Nevertheless, revenues leapt out of the red, coming in at $3.8 million, or 22 cents per diluted share, compared to losses of $920,000, or 5 cents lost per diluted share, during the same time last year.
"[W]e were pleased with the underlying momentum of the business, led by
the signing of five new license agreements in our Medical Device business including
some in high growth strategic areas for SurModics, as well as the recent launch of our
new assay diluent product in our IVD business," Maharaj wrote in the report. "Having defined our core business in a
crisp and clear manner, we are now actively implementing our strategic plan and are
confident in our ability to reach our revised financial targets for the fiscal year."
SurModics stock was up 4 percent to $10.42 at the end of the day yesterday, prior to the workforce reduction announcement.
The company’s share price sank 17 percent in June on news that Johnson & Johnson (NYSE:JNJ) would stop making the Cypher and Cypher Select Plus stents by the end of the year, two technologies that SurModics licenses.

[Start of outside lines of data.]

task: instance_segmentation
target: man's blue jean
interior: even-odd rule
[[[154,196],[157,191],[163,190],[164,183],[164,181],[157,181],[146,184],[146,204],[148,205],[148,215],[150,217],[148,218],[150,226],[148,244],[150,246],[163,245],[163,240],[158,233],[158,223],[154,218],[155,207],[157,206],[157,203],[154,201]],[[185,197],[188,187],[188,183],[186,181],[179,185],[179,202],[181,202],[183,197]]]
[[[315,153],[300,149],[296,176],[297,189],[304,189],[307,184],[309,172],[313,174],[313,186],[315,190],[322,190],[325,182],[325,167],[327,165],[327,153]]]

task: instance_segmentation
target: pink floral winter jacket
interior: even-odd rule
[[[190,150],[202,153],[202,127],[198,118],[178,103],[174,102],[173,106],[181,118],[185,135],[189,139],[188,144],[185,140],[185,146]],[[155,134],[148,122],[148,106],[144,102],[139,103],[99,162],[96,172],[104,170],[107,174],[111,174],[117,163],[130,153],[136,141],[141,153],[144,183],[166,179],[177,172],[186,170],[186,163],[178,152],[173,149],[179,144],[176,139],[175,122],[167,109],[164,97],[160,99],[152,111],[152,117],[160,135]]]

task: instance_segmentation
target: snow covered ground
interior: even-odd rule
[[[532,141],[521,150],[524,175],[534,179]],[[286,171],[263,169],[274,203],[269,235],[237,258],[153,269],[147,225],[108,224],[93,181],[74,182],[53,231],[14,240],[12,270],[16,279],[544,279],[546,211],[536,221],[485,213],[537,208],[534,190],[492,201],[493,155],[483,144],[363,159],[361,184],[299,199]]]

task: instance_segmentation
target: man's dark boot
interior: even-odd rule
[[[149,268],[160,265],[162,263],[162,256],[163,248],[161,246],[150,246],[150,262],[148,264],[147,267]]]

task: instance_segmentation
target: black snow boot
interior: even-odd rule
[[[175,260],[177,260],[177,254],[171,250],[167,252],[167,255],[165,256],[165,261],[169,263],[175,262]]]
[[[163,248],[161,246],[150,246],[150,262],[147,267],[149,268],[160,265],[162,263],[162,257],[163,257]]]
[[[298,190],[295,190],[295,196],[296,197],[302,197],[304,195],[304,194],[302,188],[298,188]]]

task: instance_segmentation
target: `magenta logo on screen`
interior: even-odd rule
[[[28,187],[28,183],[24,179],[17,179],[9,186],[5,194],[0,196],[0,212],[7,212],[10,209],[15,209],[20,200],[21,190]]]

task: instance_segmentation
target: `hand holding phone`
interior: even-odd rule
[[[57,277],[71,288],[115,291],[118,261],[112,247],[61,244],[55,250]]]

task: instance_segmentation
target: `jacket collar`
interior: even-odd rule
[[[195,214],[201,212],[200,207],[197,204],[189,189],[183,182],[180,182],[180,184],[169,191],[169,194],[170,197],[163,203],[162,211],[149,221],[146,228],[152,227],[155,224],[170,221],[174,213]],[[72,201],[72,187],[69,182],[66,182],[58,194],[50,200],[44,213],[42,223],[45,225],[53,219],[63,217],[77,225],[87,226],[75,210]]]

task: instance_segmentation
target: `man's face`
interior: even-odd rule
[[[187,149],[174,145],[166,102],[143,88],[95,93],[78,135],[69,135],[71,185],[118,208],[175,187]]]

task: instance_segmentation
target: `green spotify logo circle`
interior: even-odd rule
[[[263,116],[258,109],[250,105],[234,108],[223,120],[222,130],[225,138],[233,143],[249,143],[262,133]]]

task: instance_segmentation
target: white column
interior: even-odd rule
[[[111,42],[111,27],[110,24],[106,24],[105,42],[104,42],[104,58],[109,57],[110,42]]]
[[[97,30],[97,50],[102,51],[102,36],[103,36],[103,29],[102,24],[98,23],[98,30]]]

While analysts predicted that the impact of JNJ’s exit from the stent market would not be severe for SurModics, share prices have yet to regain lost ground. Prior to JNJ’s announcement, SRDX stock closed at $13.30, sinking hard to $11.01 on the news and reaching only as high as $12.06 since.
MassDevice keeps a close eye on public medical device companies, tracking their quarterly sales and earnings reports. For the most recent filings, check out our Earnings Roundup, where we collect each quarter’s reports.

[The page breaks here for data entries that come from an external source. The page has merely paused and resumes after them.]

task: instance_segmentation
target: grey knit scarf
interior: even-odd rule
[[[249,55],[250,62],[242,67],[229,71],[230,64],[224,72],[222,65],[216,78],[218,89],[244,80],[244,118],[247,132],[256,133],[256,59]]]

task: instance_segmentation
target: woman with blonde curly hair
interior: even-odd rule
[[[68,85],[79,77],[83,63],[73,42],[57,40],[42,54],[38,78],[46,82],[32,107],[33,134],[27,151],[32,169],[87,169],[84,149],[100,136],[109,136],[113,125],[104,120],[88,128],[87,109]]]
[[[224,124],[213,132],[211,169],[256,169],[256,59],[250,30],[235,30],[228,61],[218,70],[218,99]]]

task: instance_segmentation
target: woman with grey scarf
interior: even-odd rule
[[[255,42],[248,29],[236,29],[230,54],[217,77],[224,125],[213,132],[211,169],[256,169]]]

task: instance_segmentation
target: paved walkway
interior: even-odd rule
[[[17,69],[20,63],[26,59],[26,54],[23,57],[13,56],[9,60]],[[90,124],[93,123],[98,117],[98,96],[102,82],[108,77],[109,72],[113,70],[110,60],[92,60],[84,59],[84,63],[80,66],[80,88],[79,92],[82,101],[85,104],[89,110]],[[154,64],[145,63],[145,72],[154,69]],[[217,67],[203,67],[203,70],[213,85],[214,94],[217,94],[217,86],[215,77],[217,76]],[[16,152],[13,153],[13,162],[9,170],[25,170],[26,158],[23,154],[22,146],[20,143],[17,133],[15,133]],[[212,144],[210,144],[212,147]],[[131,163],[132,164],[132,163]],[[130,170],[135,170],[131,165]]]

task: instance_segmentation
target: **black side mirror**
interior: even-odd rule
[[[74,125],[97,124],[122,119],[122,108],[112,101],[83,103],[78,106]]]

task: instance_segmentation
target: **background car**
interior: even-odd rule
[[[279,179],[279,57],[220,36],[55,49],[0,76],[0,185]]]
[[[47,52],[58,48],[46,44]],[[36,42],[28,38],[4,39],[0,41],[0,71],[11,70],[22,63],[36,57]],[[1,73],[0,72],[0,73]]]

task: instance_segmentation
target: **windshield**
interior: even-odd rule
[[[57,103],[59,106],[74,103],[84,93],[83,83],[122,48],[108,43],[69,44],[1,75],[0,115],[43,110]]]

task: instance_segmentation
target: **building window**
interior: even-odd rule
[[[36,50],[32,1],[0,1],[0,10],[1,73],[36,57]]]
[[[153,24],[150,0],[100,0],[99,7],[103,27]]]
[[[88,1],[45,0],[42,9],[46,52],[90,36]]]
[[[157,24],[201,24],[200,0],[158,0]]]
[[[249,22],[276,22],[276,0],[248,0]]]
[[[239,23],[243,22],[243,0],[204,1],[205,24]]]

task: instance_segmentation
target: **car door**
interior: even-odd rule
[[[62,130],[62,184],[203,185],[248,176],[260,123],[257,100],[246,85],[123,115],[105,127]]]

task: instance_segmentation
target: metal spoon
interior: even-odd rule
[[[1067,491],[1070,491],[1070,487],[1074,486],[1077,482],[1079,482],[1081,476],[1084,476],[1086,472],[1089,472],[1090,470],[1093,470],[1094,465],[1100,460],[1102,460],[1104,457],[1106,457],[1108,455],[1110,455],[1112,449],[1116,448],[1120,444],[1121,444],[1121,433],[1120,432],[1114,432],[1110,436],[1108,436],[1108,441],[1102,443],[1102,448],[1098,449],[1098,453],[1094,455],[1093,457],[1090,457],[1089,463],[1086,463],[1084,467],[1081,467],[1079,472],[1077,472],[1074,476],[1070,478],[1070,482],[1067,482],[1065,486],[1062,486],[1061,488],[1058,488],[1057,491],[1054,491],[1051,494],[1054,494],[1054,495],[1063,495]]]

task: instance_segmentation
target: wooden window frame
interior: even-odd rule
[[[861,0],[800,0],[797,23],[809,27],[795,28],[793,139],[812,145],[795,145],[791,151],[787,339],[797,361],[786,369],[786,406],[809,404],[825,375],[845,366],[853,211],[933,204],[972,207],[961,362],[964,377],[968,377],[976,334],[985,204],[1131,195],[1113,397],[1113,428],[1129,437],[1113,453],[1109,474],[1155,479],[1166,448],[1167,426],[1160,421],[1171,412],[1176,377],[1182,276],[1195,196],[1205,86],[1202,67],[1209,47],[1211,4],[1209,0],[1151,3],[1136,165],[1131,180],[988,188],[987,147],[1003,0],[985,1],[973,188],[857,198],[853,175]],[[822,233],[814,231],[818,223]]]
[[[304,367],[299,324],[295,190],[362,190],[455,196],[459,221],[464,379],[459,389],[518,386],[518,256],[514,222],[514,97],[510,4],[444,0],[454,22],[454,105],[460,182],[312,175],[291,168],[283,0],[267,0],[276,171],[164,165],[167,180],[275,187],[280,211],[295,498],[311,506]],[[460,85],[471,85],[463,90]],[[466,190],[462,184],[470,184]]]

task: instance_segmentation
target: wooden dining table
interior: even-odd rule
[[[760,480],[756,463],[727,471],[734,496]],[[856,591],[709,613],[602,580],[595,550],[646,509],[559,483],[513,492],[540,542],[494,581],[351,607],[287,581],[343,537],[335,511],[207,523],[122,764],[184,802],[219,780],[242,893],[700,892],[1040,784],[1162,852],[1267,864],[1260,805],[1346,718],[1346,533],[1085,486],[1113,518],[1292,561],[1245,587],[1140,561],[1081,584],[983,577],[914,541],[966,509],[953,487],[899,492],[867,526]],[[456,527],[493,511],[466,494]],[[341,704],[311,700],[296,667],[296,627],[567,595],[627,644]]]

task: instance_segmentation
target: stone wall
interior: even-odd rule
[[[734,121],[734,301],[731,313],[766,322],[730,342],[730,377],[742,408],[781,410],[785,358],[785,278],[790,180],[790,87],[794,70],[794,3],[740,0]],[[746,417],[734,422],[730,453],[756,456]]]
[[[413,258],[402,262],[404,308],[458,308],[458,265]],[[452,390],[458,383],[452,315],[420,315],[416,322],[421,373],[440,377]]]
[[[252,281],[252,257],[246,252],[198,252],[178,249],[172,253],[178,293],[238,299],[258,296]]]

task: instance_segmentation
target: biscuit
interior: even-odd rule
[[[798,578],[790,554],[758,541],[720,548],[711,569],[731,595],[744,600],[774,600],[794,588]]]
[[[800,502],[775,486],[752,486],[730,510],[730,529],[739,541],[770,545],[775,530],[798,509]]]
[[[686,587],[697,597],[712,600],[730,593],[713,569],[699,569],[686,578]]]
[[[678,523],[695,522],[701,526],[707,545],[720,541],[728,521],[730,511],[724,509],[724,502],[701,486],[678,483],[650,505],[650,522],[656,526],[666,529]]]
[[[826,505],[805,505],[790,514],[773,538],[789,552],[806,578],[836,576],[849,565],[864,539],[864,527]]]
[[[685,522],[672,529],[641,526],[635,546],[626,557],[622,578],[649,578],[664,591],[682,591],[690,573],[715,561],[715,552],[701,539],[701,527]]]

Here’s a quick rundown of a few releases over the past couple days:
Vycor losses soar as sales spike
Boca Raton, Fla.-based Vycor Medical Inc. (OTC:VYCO) released its quarterly report after recently restating its financials for several quarter over the past couple years. The new report shows a big spike in sales and an even bigger spike in losses during the three months ended June 30.
The company posted a 90 percent increase in sales to $142,000, compared to $75,000 during the same period last year.

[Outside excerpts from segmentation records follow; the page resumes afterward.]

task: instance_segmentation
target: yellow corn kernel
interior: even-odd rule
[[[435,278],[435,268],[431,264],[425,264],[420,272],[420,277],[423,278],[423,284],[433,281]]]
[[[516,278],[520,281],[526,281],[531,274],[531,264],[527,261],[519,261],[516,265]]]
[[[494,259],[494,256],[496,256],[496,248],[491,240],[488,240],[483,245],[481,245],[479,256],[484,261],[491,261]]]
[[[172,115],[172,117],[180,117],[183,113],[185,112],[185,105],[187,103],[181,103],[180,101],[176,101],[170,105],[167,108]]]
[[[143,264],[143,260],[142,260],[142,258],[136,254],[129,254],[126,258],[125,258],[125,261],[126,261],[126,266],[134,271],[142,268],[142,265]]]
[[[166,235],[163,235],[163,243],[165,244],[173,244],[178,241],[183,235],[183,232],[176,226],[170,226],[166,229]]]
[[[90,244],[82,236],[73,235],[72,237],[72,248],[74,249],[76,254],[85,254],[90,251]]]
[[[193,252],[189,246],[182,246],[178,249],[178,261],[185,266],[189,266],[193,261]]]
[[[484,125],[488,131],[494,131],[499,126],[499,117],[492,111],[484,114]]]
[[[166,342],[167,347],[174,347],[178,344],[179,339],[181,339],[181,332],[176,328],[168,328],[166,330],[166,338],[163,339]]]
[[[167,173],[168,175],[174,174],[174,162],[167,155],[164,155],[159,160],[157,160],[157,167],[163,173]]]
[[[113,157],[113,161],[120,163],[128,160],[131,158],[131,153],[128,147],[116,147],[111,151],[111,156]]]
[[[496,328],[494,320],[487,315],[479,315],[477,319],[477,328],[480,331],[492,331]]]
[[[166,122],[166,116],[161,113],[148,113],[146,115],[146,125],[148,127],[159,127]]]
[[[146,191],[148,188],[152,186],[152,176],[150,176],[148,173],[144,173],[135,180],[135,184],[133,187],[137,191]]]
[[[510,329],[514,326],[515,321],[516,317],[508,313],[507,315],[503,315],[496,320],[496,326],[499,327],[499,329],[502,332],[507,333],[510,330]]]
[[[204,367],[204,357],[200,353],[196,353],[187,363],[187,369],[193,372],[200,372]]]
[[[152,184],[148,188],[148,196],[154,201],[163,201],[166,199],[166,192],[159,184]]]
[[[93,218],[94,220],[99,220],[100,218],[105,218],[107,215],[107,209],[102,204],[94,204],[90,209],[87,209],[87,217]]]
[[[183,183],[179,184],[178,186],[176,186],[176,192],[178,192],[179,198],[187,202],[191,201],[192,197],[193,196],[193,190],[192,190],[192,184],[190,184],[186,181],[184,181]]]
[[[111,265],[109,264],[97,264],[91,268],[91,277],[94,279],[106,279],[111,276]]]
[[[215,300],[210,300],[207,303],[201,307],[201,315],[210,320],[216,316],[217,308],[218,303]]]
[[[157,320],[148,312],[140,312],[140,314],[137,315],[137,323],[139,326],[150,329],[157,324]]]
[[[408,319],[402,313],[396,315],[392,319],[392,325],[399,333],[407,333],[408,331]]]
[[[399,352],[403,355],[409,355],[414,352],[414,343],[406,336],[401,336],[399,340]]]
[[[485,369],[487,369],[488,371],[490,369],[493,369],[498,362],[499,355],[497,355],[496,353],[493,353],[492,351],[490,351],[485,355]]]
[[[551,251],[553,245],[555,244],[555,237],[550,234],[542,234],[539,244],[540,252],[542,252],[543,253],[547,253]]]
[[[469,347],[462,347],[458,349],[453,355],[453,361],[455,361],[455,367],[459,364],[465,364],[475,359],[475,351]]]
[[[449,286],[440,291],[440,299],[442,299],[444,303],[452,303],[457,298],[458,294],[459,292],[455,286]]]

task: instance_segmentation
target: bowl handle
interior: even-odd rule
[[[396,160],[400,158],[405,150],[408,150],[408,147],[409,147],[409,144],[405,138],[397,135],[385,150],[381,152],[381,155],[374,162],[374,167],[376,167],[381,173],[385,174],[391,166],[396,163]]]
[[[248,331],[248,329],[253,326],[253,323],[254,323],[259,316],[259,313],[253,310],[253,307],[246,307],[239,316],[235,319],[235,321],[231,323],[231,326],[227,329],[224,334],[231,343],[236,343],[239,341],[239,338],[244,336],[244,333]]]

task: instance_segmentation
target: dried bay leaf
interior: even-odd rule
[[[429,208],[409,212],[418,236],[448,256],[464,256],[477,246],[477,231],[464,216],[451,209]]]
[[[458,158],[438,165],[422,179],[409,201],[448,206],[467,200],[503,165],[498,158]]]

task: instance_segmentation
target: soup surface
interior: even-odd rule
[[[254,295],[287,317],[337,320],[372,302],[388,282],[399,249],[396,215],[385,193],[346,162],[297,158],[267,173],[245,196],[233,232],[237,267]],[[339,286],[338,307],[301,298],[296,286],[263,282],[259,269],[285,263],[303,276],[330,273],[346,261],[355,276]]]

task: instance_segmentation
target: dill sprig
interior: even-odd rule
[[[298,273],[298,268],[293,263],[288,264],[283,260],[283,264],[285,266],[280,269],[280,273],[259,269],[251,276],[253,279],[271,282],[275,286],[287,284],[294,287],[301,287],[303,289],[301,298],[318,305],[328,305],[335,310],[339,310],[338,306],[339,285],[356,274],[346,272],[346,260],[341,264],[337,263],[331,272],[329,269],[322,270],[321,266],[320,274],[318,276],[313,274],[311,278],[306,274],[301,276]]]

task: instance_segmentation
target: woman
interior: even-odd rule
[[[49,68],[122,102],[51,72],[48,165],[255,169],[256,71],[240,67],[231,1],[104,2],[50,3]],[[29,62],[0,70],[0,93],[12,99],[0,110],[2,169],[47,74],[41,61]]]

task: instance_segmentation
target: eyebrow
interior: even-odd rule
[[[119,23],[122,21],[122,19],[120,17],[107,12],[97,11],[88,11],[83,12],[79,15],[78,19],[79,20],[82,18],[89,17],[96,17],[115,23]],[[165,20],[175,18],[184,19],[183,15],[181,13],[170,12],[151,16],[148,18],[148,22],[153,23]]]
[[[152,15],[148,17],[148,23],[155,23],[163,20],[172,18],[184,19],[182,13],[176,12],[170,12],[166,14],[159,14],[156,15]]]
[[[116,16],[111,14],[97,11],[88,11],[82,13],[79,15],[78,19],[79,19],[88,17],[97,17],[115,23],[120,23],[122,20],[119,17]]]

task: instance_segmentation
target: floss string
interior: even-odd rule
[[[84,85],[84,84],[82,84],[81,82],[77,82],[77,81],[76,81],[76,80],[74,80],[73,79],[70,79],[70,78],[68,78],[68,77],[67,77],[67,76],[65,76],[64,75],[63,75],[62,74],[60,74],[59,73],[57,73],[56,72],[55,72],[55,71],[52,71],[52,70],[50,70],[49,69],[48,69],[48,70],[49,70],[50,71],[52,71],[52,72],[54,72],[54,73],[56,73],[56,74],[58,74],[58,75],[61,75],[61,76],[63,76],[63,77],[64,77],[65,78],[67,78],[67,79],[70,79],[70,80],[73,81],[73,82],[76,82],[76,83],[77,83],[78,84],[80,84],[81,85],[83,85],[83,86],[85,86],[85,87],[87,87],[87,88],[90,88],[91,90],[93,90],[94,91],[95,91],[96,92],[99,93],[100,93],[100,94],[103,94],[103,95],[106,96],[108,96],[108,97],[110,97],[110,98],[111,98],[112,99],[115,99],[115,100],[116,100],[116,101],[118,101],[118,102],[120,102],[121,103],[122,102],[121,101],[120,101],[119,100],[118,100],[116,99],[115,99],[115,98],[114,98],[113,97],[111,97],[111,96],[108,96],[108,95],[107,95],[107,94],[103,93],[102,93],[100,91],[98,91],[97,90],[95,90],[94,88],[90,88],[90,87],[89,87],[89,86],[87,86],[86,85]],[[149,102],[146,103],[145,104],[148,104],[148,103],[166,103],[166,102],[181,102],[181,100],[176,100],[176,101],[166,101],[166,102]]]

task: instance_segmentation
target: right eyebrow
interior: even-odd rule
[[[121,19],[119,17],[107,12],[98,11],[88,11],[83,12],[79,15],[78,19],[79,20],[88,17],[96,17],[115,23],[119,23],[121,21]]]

Company losses spiked 337 percent to $1.8 million, or a loss of 0.2 cents per diluted share, compared to $410,000 lost, or a loss of 0.1 cents per diluted share in Q2 of 2010.
Urologix sinks deeper into the red
Urologix Inc. (NSDQ:ULGX) saw tough times in the three months ended June 30. The San Diego, Calif.-based urologic disorder treatment device company posted a 12 percent decrease in sales to $2.9 million, compared to $3.3 million during the same period last year.
Company losses widened 86 percent to $1.3 million, or a loss of 9 cents per diluted share, compared to $700,000 lost, or a loss of 4 cents per diluted share in Q2 of 2010.
The fiscal year didn’t look much better for Urologix. Sales for the 12 months sank 15 percent to $12.6 million compared to $14.8 million for FY 2010. Losses for the year widened to $3.7 million, or a loss of 26 cents per diluted share, compared to a fiscal year 2010 loss of $2.2 million, or 26 cents lost per diluted share.
MedPro shows progress in Q2
MedPro Safety Products Inc. saw progress in the three months ended June 30. The Lexington, Ky.-based drug delivery and blood collection company posted a $641,000 in sales to $XXXX million, compared to no revenue during the same period last year.
Company losses narrowed 14 percent to $2.9 million, or a loss of 22 cents per diluted share, compared to $3.4 million, or a loss of 26 cents per diluted share in Q2 of 2010.